Elvira miró a los hombres del CNI.

– No es cierto -dijo Pablo-. Eso no prueba nada, pero podemos mostrarle las transcripciones. Es cierto que su negativa a ayudar a su amigo no fue transmitida antes del fallo del sistema, pero no la sustituimos por nada. Los problemas con el software de codificación no se han solucionado todavía, y estamos pensando en volver al software original para al menos poder contactar con su amigo. Por lo que se refiere a la muerte de Arenas y Benito: los detectives y la policía científica de Marbella y Madrid nos han dicho de manera independiente que creen que ha sido obra de asesinos profesionales. Dicen que aunque no conocen ningún caso en el que los yihadistas islámicos hayan asesinado de ese modo, sí tienen constancia de que hay asesinos profesionales que utilizan esos métodos.

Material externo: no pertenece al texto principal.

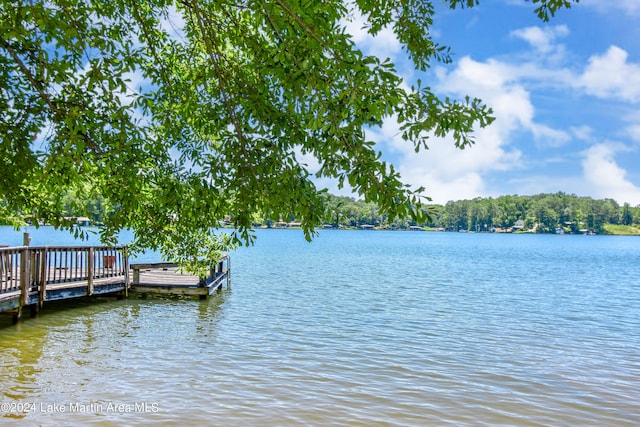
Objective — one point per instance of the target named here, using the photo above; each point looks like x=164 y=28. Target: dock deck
x=33 y=275
x=167 y=278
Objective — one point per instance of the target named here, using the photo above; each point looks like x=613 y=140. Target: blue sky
x=565 y=94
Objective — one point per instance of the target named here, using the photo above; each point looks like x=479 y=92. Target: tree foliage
x=176 y=113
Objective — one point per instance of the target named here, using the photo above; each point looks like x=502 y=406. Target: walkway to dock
x=32 y=275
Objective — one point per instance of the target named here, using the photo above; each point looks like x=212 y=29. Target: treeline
x=542 y=213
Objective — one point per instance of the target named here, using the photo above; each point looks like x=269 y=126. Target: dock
x=30 y=276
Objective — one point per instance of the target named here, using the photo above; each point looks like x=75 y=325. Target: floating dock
x=33 y=275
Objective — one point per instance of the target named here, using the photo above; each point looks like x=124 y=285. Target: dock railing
x=29 y=269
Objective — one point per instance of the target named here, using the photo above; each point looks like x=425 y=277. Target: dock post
x=25 y=279
x=90 y=270
x=44 y=263
x=125 y=267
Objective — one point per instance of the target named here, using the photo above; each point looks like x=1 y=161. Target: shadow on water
x=75 y=344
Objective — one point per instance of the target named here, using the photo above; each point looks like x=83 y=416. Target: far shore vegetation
x=557 y=213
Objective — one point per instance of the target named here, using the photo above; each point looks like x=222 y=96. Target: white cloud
x=605 y=177
x=542 y=39
x=611 y=76
x=634 y=132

– Agustín Cárdenas me acababa de entregar a César Benito -dijo Falcón lentamente.

– Lo sabemos -dijo Pablo-. Hemos hablado con Madrid. Han encontrado la grabación que mencionó cuando le interrogaba.

– Usted le hizo cantar -dijo Gregorio.

– Sólo confesó el asesinato de Tateb Hassani -dijo Falcón-. ¿No creen que las familias de la gente que murió en El Cerezo merecen algo más?

– A lo mejor lo obtienen en el juicio -dijo Elvira.

– Usted lo dijo el martes por la noche -dijo Pablo-. Los atentados terroristas son algo complicado. Las posibilidades de resolverlos son pocas. Al menos en este todos los culpables han sufrido.

– Menos el electricista que colocó la Goma 2 Eco -dijo Falcón-. Y, naturalmente, la gente que desprecia tanto la ley y el orden que asesina a cualquiera que les pueda hacer vulnerables.

– Confórmese con lo que ha conseguido -dijo Pablo-. Ha impedido que un peligroso grupo de fanáticos católicos montara un centro de poder en la política andaluza. Y mientras tanto, siguiendo las acciones de Hammed y Saoudi, hemos destapado una trama yihadista islámica. Juan no cree que el resultado sea tan malo.

– Lo que nos devuelve al asunto que estábamos tratando -dijo Elvira-. Hammad y Saoudi. Sus caras han aparecido en todos los noticiarios y la reacción ha sido tremenda. Por desgracia, han sido vistos en toda España. El mismo día y a la misma hora han sido vistos en La Coruña, Almería, Barcelona y Cádiz.

Elvira contestó a una llamada a su móvil.

– Perseguir a Hammad y Saoudi es una pérdida de tiempo -dijo Pablo-. Han pasado cuatro días. Han hecho todo lo que tenían que hacer y se han largado. Los únicos que pueden ayudarnos ahora son los servicios de inteligencia.

Elvira se reintegró a la conversación.

– Era la Guardia Civil. Se confirma que alguien vio a Hammad y Saoudi la mañana del lunes 5 de junio, en una carretera rural cerca de un pueblo llamado El Saucejo, a unos veinticinco kilómetros al sur de Osuna.

– ¿Y cómo sabemos que eran ellos de verdad? -preguntó Pablo.

– Estaban cambiando la rueda de atrás del lado del conductor de una Peugeot Partner -dijo Elvira.